Usability is defined as the effectiveness, efficiency, and satisfaction with which specified users achieve specified goals in particular technological environments [48]. Several measures were added to evaluate the usability of the system. During the initial interview, clinicians were asked whether they foresaw any facilitators of and obstacles to their intended use of the ADL telemonitoring system. During follow-up interviews, they were asked whether there were any barriers to and facilitators of their actual use of the telemonitoring system. A web survey comprising 7 questions from the System Usability Scale [49] was also sent to clinicians. The System Usability Scale is a reliable tool for measuring such usability, and the questions centered on the ADL telemonitoring system and reports. The survey also comprised an 11-question form built from the perceived usefulness and ease of use sections of the technology acceptance model–2 questionnaire [50]. The technology acceptance model–2 is an information systems theory that maps how users come to accept and use a technology.

To evaluate care recipients’ and caregivers’ level of acceptance of the presence of the sensors in their homes, they were asked to respond to an oral questionnaire composed of 8 questions developed by the research team.

Cost Estimation of ADL Telemonitoring

We collected metadata on each service provided to care recipients by the CIUSSS and CISSS and recorded them in Intégration CLSC. Intégration CLSC is a provincial ministry database containing personal information and providing data on service requests, users, and interventions concerning services delivered. The database is used to describe frontline services to ensure the quality and efficiency of health and social services. For this study, we examined the monthly count of services received by the care recipients within the time frame of 6 months preceding and 6 months following clinician access to ADL telemonitoring.

Throughout this project, we aimed to document the cost of implementing ADL telemonitoring in the public health care system by totaling direct, indirect, and intangible costs [51,52]. To do so, we documented the material costs (eg, number of devices used, lost material, server maintenance cost, software, licenses, material for fixtures, repairs and maintenance, internet services, and database and server maintenance). We also estimated the time invested by technicians and clinicians over the study period (eg, time for recruitment, needs analyses, installation, training, and technical support). This estimate was validated by the technicians and clinicians during group interviews in the postdeployment phase. The time invested was translated to cost using the common hourly rates for technicians and clinicians. Time dedicated exclusively to research purposes (eg, interviews about the usability of the system) was not included in the deployment costs.

Ethical Considerations

The beta cycle was approved by the Centre de recherche de l’Institut universitaire de gériatrie de Montréal research ethics board, mandated to be the evaluating committee in a multicenter procedure (CER VN 17-18-10).
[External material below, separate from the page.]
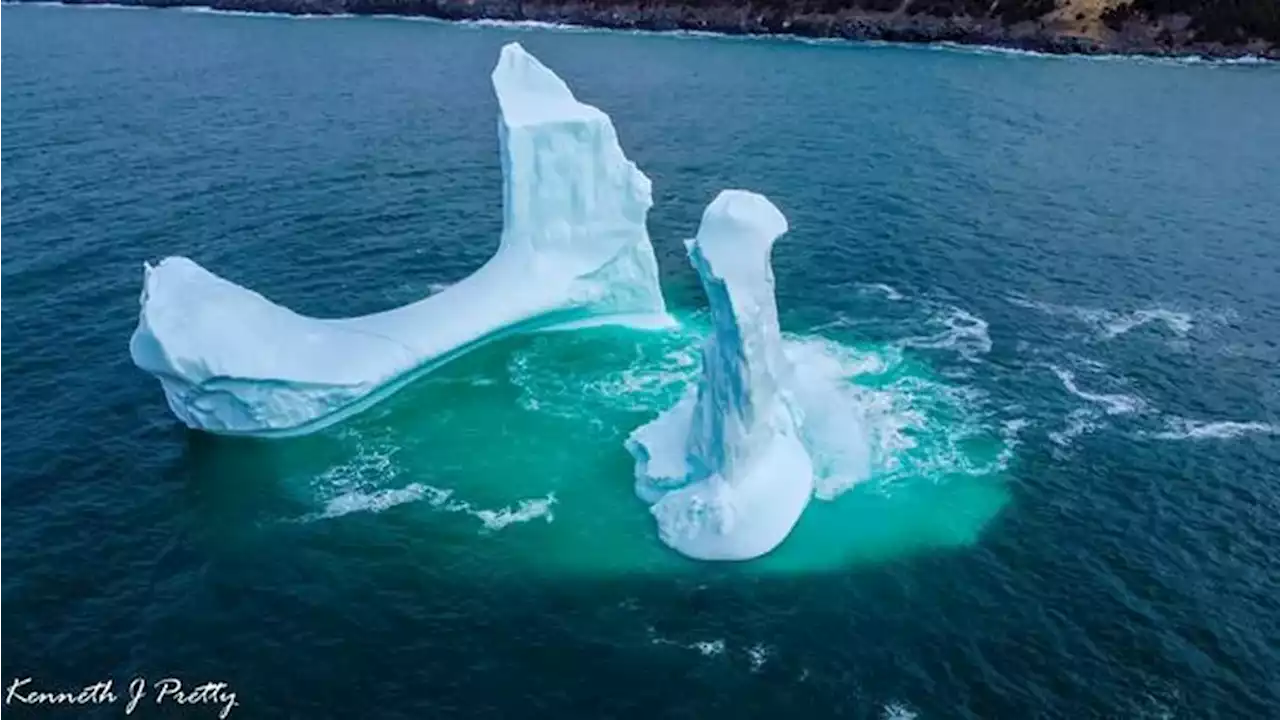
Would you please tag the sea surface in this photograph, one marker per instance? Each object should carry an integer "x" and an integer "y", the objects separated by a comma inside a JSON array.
[{"x": 1043, "y": 291}]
The same protocols and considerations as those in the alpha cycle were followed.

Results

Results corresponds to the Reflection and learning stage of ADR. Data collection ended in late 2022. In total, the NEARS-SAPA was installed in 31 care recipients’ homes, and 34 clinicians were involved in the beta cycle. Data analyses for the beta cycle are nearing completion, and the results specific to each subobjective will be shared in the future. Three manuscripts currently being written and are expected to be published in 2024-2025.


Expected Findings

The aging population and increasing demand for ADL support faced by social and health care services in many countries call for the deployment of innovative solutions to better meet the needs of older adults with cognitive deficits. In close collaboration with 3 public health care institutions in the province of Quebec, we conducted a study designed to arrive at an in-depth understanding of the potential of ADL telemonitoring to support older adults with cognitive decline in the context of a public health care system. More specifically, the objectives of the project were to (1) codevelop an ADL telemonitoring system that addresses the needs of all key stakeholders involved in home care services for older adults with cognitive deficits, including the older adults and their caregivers; (2) deploy ADL telemonitoring in the Quebec public health care system and identify the specific use cases; and (3) identify factors that could contribute to ensuring its long-term use in a real-world setting (ie, participants’ characteristics, demands, and use of telemonitoring; facilitators of and obstacles to its deployment; usability and acceptance; and estimated cost of the system). To achieve these objectives, we opted for an innovative research approach with ADR and engaged with all stakeholders involved in home care services throughout 2 iterative cycles of system codevelopment.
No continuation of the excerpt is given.